TORONTO – The Canadian dollar was at a fresh 5 1/2 year low Wednesday morning as traders continued to shun risky assets such as equities and commodity-based currencies.
The loonie fell 0.49 of a cent to 87.96 cents US while investors opted for safety and bought into the U.S. currency. The benchmark U.S. Treasury yield stood at 2.15 per cent, down from 2.3 per cent at the end of last week.
“All eyes are once again on the risk fallout across a number of markets (but sorely concentrated in oil) with little in the way of let up overnight,” said Mark Chandler, head of Canadian FIC Strategy at RBC Dominion Securities.
“The weakness in oil prices is spilling over in a nasty fashion in Canada.”
The commodity-sensitive Canadian currency has also suffered from oil prices that have plunged recently to 2 1/2 year lows after the International Energy Agency slashed its oil-demand growth forecast for this year by more than a fifth. The November crude contract fell a further 54 cents Wednesday morning to US$81.30 a barrel.
The higher U.S. dollar helped depress other commodities as December copper gave back three cents to US$3.06 a pound while December bullion faded $4.10 to US$1,230.20 an ounce.

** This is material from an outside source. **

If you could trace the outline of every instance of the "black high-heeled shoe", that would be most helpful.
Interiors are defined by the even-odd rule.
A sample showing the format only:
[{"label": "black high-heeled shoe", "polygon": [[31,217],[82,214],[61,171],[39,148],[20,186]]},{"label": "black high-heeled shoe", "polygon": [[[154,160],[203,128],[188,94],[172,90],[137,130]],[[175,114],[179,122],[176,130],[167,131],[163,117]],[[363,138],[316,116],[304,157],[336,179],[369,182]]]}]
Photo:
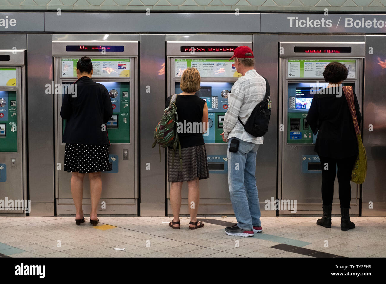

On the economic front, U.S. retail sales for September came in weaker than expected, falling 0.3 per cent amid broad weakness, against the 0.1 per cent decline that economists had expected.
Traders hope to see that the U.S. economy is still the global outperformer when the Fed releases its latest survey on regional economic conditions mid-afternoon. The last survey showed continued growth and improving labour markets. But the latest instalment could also reflect rising concerns about global economic weakness and the higher dollar.